My hiking checklist contained some well-known routes such as the Bigelow Range, the Mahoosucs and Grafton Notch. I noticed signs at the trailheads that these wild areas I have always assumed were protected are actually Public Reserved Lands. Alarmed at what I had been hearing about our governor’s proposal to dramatically increase the quantity of timber to be cut from these lands, I imagined these places shorn of their trees. I looked at the online guide to Public Reserved Lands and saw that, indeed, many of the places I’ve most enjoyed in Maine are part of the Public Reserved Land system. I’ve camped on great seaside cliffs on the Cutler Coast unit in Washington County. I’ve paddled past the Dead River unit on Flagstaff Lake for a stunning view south to the Bigelows. I’ve day-hiked up Tumbledown in Weld for its long views, lichen art on the granite slabs, and swimming pond at the summit. I’ve canoed the West Branch of the Penobscot out of Moosehead Lake to Chamberlain Lake, a wind-swept expanse that one can imagine looks as it did when Thoreau paddled by. The Moose River circle trip out of Jackman that my family has canoed a few times crossed a section of Public Reserved Lands. The Debsconeag Lakes canoe trip I do over and over is a chance to visit Nahmakanta Public Reserved Land unit, a lovely expanse of wild lakes, forest, and enormous boulders with magnificent views of Katahdin.
The map of Public Reserved Lands shows many natural areas I’ve yet to visit. It also helps me understand how important carefully managed Public Reserved Lands are to Maine’s outdoor economy. Until now, timber cutting on the lands has been measured and careful, generating revenue to manage the units while also furthering the legislatively mandated values of protecting wildlife habitat and recreation.
The music teacher from Iowa who section-hikes the Appalachian Trail for two weeks every year when classes end, the elderly German couple thrilled by wild lands, and the Mainer in basketball shoes trying out the trails with no itinerary probably had no idea why their hike on Old Speck Mountain was pristine. They probably didn’t know about the wisdom of the Legislature in setting the rules for the Public Reserved Lands to manage not for the short-term gain of timber cutting, but for the long-term benefits of preserving forests, waters, and vistas for all to enjoy. All Mainers own these lands, and all can reach at least one of the units by driving an hour. No need to spend days to get here like the Iowans and the Germans.

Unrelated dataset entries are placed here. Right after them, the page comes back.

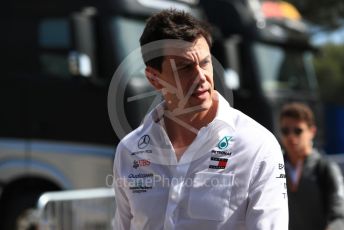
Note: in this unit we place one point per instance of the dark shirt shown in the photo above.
(318, 201)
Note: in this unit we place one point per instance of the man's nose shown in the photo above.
(200, 74)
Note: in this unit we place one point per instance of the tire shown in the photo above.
(15, 206)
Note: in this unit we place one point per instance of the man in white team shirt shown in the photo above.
(195, 162)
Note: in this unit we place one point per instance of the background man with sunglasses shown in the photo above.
(314, 184)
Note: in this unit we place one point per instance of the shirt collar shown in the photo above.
(224, 111)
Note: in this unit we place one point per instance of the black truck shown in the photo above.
(58, 123)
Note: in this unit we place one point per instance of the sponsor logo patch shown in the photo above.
(143, 142)
(140, 163)
(218, 163)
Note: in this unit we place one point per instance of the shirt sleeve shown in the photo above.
(123, 214)
(268, 201)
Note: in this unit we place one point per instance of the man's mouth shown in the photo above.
(200, 93)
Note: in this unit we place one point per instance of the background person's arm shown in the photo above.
(268, 202)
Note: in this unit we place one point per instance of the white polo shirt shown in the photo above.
(231, 177)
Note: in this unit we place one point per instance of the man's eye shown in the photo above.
(185, 67)
(204, 63)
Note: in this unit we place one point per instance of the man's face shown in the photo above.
(186, 79)
(297, 136)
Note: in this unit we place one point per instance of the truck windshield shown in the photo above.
(126, 33)
(284, 68)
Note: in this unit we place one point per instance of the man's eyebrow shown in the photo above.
(185, 61)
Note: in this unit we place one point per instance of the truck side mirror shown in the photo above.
(79, 64)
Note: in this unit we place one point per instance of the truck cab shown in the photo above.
(267, 57)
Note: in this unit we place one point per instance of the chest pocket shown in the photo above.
(210, 195)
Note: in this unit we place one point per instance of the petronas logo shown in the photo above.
(223, 144)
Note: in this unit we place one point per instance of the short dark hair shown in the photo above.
(172, 24)
(298, 111)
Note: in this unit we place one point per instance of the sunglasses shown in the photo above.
(295, 131)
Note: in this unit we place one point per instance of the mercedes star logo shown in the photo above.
(143, 142)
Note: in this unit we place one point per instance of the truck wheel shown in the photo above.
(16, 207)
(18, 199)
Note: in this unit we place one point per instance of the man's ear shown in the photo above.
(152, 76)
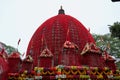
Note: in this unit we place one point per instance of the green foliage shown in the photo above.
(105, 41)
(8, 49)
(115, 29)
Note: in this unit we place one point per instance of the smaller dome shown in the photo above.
(14, 55)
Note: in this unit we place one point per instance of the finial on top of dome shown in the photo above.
(61, 11)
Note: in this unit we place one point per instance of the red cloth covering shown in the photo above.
(3, 68)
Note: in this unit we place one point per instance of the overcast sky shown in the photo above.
(21, 18)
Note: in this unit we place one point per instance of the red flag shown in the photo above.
(68, 36)
(19, 41)
(101, 39)
(23, 54)
(89, 29)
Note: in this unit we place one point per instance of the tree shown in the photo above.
(115, 29)
(107, 40)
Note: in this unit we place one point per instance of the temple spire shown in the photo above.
(61, 11)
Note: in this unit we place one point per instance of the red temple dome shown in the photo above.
(55, 34)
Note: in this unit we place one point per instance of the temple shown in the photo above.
(60, 49)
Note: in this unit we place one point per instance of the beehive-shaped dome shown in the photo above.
(55, 34)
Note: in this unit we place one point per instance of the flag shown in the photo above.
(108, 45)
(89, 29)
(101, 39)
(67, 36)
(19, 41)
(23, 54)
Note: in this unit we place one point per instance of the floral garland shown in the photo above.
(74, 72)
(66, 72)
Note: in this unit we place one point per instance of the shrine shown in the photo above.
(60, 49)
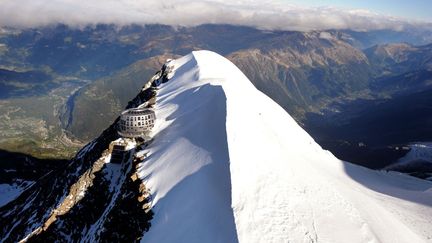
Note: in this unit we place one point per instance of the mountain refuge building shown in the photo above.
(136, 122)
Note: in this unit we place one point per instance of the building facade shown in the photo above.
(136, 122)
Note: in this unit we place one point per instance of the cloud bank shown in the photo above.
(261, 14)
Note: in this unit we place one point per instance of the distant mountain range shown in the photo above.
(225, 163)
(83, 77)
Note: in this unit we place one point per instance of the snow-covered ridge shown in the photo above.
(228, 164)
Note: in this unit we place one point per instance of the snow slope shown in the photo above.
(229, 165)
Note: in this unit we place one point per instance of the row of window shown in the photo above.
(127, 123)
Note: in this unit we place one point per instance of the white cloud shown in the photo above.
(261, 14)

Now that I’ve traveled to many Public Reserved Lands, my backlog of units to visit has only gotten longer. How fortunate and wise we will be if we treat these places as treasures to protect for multiple values, and not just as timber farms.
—Karen Herold, NRCM Board member
Lots of BPL lands look great as long as you stay within the “beauty strip” that surrounds your trail or lakeshore.

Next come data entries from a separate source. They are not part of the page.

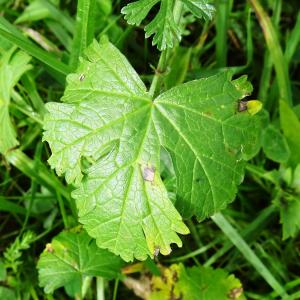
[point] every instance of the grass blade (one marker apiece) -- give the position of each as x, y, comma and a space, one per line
9, 32
223, 9
248, 253
276, 53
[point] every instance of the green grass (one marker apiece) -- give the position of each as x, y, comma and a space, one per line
257, 38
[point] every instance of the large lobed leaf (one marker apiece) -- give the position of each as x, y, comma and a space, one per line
107, 120
70, 257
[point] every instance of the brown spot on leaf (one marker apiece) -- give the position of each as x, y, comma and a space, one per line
49, 248
235, 293
156, 251
81, 77
242, 106
149, 173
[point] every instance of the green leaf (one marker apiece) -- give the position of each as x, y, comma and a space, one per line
109, 121
178, 66
6, 293
164, 28
13, 65
200, 8
166, 32
71, 256
275, 145
196, 283
2, 271
289, 217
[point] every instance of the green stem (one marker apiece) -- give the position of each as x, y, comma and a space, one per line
165, 55
100, 288
116, 289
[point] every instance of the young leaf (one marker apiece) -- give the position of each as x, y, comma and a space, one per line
109, 120
164, 28
13, 65
71, 256
166, 32
196, 283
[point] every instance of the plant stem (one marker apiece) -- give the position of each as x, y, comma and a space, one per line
165, 55
116, 289
100, 288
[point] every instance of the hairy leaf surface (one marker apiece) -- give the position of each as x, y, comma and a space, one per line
106, 137
72, 255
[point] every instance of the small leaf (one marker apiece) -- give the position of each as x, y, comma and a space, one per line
164, 28
200, 8
13, 65
109, 120
166, 32
275, 145
290, 126
72, 255
196, 283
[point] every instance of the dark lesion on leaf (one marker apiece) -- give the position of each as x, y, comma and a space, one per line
81, 77
49, 248
242, 105
148, 173
235, 293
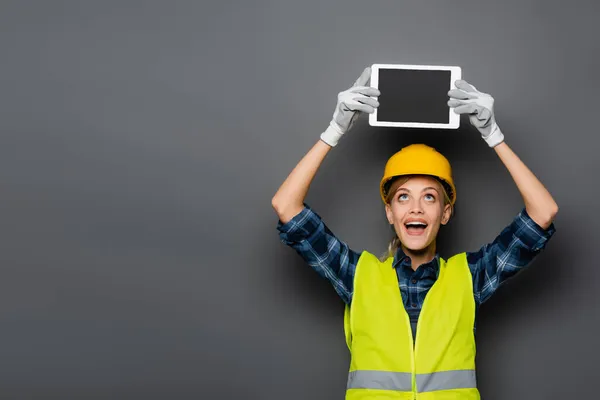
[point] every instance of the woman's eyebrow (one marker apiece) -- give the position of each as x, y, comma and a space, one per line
424, 189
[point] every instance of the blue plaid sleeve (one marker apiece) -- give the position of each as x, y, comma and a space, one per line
512, 250
321, 249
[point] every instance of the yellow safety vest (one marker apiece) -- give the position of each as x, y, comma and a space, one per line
384, 363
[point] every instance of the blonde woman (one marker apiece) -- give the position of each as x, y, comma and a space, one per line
410, 314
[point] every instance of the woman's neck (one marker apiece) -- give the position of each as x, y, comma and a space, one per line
419, 257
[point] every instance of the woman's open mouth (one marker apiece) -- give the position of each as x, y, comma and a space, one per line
415, 228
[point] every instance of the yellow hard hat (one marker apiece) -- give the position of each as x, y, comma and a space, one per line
419, 159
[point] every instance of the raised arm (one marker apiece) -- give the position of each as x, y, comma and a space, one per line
521, 241
539, 204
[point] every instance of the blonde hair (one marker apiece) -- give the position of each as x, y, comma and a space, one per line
390, 190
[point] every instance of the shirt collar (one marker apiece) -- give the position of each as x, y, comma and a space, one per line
401, 259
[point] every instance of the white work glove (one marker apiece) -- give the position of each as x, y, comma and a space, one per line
480, 107
358, 98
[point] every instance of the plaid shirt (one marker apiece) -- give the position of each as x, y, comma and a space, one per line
512, 250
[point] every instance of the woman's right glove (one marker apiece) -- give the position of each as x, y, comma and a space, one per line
350, 102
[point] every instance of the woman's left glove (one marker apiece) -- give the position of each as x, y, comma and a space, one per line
466, 99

In the Mahoosucs, for instance, you hike the Appalachian Trail where it is protected by an ecoreserve, so yes, it’s awesome. And Grafton Notch-Old Speck is a state park.
But the state legislature has capped the ecoreserve acreage on BPL lands at only 15%, and less than 6% of potential areas for timber harvest.
From your story it looks like you’ve already been to most of the good spots, though definitely check out Deboullie Ponds, another ecoreserve.
Otherwise, most BPL lands are roaded and logged, and while it is certified as sustainable, it isn’t remotely wild.
Karen Herold says
Thank you for this comment. You make good points.